La Convenzione dovrebbe avere uffici super partes dove, chi proviene da una determinata area geografica, non potrebbe mettere becco su questioni protezioniste ad essa ricollegabili. In realtà non vi sono regole neanche sulla eventuale conclamata possibilità di conflitto di interessi. Anzi, recentemente, il Comitato Permanente della Convenzione di Washington ha deciso di non dotarsi di specifica regolamentazione. A rilevarlo è Frank Pope autore, ieri, di un articolo sul «The Times» e, il giorno prima, sul suo blog. Cosa ha scoperto Pope? Che il Signor Giam Choo-Hoo, componente dell’Ufficio della Convenzione preposto alla consulenza scientifica (ovvero molto determinante sulle decisioni da adottare) potrebbe avere qualcosa da dire sulle pinne di squalo. La Cina è il principale importatore mondiale, anche se a pescarlo sono altre marinerie, tra le quali quelle europee.

Nel corso di una intervista, Pope ha rilevato come il Signor Giam ritiene la famosa zuppa un piatto di prim’ordine per le cene dove non sfigurare. Pope ha fatto poi intendere che lo stesso componente degli uffici della Convenzione di Washington, potrebbe avere ben altri interessi. Giam non ammette ma neanche smentisce alla domanda del giornalista sui presunti legami con la Marine Products Association ovvero la ex Shark Fin & Marine Products Association. Come suggerisce la vecchia denominazione, la specializzazione è proprio nella commercializzazione delle pinne di squalo. Il tutto, poi, alla luce della scarsissima attenzione riservata, nel corso degli ultimi meeting della Convenzione di Washington, proprio alla protezione degli squali. Buona parte delle specie stanno colando a picco ma per Giam, il vero problema è solo per lo squalo sega.

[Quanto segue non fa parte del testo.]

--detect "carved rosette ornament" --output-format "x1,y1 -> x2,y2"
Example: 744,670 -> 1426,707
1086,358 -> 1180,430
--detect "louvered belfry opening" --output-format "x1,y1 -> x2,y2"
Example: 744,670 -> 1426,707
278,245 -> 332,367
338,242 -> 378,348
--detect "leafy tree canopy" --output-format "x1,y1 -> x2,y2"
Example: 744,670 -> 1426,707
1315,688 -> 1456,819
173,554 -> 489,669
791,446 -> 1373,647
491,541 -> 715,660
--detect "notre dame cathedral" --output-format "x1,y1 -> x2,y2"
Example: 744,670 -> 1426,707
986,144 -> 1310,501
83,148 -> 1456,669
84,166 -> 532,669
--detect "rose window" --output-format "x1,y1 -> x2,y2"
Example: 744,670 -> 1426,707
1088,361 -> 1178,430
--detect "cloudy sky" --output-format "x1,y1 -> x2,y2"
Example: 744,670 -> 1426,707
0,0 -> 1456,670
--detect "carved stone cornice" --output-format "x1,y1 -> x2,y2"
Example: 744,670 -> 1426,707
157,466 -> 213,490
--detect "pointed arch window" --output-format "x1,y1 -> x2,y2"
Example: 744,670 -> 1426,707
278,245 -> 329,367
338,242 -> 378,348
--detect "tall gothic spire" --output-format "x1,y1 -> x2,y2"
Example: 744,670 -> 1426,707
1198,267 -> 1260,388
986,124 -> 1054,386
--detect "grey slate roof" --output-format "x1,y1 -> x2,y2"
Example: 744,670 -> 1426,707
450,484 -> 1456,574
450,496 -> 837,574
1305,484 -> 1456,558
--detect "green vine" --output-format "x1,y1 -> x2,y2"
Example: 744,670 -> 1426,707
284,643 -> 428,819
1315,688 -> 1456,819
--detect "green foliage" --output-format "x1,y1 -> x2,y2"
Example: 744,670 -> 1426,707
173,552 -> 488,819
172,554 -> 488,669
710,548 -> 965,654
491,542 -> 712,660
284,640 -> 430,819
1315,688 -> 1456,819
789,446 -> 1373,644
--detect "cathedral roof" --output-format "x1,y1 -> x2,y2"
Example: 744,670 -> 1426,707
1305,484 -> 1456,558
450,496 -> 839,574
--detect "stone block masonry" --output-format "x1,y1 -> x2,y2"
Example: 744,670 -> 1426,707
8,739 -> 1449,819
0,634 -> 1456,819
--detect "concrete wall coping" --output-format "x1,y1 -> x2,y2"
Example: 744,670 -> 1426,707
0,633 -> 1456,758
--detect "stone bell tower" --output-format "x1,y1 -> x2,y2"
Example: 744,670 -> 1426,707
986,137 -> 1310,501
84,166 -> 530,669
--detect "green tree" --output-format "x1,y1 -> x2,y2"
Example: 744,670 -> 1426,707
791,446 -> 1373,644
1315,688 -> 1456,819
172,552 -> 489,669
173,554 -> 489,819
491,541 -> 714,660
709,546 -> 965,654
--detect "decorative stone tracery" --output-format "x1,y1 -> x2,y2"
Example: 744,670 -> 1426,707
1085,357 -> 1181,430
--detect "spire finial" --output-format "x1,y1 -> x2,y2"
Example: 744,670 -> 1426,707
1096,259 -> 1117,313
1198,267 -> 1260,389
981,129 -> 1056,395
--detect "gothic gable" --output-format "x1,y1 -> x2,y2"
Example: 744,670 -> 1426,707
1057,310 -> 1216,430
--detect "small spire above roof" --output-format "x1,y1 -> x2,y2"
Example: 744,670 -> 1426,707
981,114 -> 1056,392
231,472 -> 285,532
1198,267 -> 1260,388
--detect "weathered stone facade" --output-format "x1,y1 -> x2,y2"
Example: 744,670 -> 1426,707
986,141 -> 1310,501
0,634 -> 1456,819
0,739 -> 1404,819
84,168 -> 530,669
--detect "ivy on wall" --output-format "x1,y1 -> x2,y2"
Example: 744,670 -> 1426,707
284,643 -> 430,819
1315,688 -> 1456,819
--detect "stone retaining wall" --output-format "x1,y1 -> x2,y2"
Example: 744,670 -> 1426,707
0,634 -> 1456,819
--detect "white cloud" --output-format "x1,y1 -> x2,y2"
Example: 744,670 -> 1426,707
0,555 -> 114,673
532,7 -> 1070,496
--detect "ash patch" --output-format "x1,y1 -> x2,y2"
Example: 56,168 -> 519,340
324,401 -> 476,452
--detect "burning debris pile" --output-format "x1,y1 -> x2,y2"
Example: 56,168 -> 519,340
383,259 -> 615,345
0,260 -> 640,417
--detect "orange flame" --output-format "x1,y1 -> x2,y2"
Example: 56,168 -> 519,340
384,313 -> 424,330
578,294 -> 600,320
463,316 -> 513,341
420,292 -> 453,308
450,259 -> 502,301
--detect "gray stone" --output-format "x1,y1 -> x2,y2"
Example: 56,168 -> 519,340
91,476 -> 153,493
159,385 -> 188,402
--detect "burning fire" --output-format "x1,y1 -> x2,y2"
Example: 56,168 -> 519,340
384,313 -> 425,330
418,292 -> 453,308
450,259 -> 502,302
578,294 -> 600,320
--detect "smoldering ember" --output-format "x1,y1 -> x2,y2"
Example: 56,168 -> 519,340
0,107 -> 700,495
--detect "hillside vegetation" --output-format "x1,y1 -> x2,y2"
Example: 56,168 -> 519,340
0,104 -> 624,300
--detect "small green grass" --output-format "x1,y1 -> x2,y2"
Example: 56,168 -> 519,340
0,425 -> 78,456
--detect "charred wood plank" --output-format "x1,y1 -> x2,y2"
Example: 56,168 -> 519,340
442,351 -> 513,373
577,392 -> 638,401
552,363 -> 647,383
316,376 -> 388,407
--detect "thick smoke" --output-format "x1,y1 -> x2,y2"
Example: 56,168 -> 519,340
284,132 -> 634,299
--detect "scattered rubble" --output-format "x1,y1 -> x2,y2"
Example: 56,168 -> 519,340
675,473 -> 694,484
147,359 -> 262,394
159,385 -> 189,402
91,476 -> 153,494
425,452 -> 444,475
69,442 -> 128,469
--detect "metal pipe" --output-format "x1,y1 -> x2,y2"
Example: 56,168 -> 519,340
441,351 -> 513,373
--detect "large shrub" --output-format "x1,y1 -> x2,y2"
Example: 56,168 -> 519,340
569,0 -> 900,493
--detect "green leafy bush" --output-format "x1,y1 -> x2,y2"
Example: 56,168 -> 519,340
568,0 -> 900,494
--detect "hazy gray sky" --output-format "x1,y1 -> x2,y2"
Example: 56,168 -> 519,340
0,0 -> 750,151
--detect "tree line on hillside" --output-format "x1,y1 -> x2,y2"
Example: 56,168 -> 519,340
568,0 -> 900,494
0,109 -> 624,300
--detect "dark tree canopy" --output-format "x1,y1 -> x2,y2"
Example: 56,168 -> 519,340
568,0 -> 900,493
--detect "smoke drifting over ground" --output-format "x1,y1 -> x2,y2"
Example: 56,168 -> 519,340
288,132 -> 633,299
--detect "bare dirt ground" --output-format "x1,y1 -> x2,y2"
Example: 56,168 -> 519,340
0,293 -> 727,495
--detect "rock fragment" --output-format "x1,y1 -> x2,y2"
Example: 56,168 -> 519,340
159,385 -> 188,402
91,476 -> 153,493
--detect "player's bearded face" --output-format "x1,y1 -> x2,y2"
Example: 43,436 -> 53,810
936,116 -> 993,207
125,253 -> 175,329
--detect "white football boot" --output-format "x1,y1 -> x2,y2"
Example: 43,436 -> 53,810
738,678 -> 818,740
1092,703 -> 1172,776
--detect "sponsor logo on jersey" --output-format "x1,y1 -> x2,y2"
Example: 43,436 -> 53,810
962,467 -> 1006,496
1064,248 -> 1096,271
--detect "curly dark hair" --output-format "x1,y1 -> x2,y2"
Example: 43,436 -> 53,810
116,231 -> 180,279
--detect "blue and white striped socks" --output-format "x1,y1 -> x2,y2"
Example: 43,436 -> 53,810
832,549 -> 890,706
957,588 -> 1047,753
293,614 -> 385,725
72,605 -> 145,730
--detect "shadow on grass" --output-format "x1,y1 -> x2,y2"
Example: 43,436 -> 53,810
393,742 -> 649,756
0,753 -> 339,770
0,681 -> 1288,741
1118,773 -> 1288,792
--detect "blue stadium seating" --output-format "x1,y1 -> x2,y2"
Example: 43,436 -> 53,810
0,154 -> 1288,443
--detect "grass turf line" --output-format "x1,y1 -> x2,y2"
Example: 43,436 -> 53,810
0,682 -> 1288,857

Già nel recente passato si sono avuti altri discutibili episodi, come nel caso della delegazione giapponese che invitò, nel corso del meeting di Dubai, i delegati degli altri Stati ad una cena a base di sushi di tonno. Il giorno dopo era prevista la votazione in assemblea, la quale si è poi espressa per la mancata protezione. C’è poi il problema delle quote di esportazione, ovvero quanti, tra gli animali da proteggere, si possono abbattere. Le quote si basano su censimenti a volte discutibili come quelli condotti in paesi dall’inflazione da miliardi di punti percentuale. È il caso dello Zimbabwe il quale, in controtendenza ai censimenti che danno in diminuzione le popolazioni di elefanti africani, continua ad essere autorizzato, grazie alla Convenzione di Washington, ad ucciderne fino a 1.000 l’anno. Non solo elefanti ma anche l’ormai rarissimo ghepardo. Cinquanta l’anno, per non parlare dei 500 leopardi. A ucciderli sono ricchi cacciatori occidentali come il magnate di GoDaddy.com e i rampolli di Trump, padrone del settore immobiliare e tra i più ricchi uomini al mondo.